By John Timmer | Published about 21 hours ago
A large number of human disorders—autism and cancer among them—display a confusing pattern of inheritance. In some cases, they are clearly genetic, with frequent occurrences in individual families. But in others, new cases will appear in families that were otherwise unaffected.
Initially, this pattern was assumed to result from diseases that had multiple causes. But with some diseases, we've come to recognize that mutations (whether inherited or not) play a much larger role than expected. The latest disease to join this category is schizophrenia.
Schizophrenia is a behavioral disorder that follows the pattern of many others, including autism and dyslexia: in many cases, it runs in families, and these families have allowed us to identify mutations in key genes that are associated with the disorder. In many other instances, however, only a single individual in a family is affected, which suggests that environmental causes may play a key role in these cases.

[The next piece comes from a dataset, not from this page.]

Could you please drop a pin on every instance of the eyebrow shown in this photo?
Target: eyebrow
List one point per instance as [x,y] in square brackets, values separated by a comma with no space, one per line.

In recent years, an alternative explanation has been proposed: mutations are nearly always important for these diseases, but the mutations aren't always inherited. This first became clear for cancer, where researchers realized that sporadic cases of the disease resulted from mutations that cells had picked up over the course of their history in the body (and that environmental influences act by altering the frequency of mutations). There's generally a substantial overlap between these sporadic mutations and the ones that are mutated in the cancer's heritable form.